# help case modding



## saurabh_1e (Jun 4, 2010)

i want to mod my cm 334
want to add a transparent side panel

what i have learn till now is that 
cutting the desired shape
need desired shaped acrylic sheet
paste with silicon gel


but what kind of acrylic sheet?
how to cut the side panel ?
total cost ?
how to make spcae for fans on the acrylic sheet?


----------



## xanan (Feb 26, 2011)

You can use either 3mm or 5mm cast Acrylic Sheet. The side panel can be cut if you know how to use a saw, and have access to a drill...otherwise, you can go to someone who cuts holes for switchboards-he should be able to do the job for as less as 20-30 bucks.

As for fan hole, that's a different thing altogether. if you can source mesh/air filter then just get a circular hole cut, else avoid placing a fan.


----------



## tomcruise (May 26, 2012)

Well, I bought an Primer.
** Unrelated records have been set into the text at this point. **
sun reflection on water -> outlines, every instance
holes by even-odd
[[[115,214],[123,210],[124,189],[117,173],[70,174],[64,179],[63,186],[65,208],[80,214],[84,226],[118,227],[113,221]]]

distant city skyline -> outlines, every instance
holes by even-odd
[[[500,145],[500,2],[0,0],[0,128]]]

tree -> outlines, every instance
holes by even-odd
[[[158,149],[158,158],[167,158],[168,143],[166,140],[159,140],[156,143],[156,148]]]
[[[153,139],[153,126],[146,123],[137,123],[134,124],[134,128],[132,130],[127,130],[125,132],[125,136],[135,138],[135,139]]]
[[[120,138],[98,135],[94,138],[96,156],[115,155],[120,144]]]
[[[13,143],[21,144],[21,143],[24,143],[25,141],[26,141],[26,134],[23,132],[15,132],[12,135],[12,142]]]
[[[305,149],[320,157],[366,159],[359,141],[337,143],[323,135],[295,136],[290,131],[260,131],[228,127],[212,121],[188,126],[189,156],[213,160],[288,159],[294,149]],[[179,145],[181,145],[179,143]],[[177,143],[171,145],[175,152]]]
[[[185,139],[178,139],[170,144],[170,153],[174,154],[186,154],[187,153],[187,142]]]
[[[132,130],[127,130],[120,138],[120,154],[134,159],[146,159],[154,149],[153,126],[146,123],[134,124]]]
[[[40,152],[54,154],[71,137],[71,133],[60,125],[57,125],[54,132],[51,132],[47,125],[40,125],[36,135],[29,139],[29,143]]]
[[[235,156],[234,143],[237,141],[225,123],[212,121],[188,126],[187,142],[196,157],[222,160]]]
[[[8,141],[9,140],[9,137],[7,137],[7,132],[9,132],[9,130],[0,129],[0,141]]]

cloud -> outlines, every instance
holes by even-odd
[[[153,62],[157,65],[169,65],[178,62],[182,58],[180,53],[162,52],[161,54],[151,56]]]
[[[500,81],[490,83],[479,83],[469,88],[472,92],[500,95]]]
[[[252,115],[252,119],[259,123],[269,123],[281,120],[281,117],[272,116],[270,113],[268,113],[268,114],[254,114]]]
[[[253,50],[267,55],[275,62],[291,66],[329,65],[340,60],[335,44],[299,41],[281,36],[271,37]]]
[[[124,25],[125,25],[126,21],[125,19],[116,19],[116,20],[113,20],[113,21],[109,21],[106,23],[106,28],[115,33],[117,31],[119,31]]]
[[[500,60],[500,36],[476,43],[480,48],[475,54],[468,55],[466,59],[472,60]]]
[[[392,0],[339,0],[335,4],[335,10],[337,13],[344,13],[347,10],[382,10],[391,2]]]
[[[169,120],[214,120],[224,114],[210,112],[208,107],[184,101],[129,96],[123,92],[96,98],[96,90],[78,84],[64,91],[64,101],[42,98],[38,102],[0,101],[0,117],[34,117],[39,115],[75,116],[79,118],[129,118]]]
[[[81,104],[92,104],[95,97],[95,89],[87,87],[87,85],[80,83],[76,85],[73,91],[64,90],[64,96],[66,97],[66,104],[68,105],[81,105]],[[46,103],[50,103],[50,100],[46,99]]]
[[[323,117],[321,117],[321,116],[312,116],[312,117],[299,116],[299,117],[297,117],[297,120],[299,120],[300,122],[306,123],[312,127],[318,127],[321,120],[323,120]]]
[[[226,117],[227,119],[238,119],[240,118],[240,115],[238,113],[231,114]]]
It looked like brown same like Samad bond LOL. I put it on the casing and it lefted with too much particles and didn't worked out. So i washed it. 

How is the primer looks like, did i bought some other primer or what? And i cannot paint like the people did here. The smooth surface through sparys, I spented 6 black sprays on my whole casing and did what i can, then a laquer. but not That much smooth it is looking, so any help? :/


----------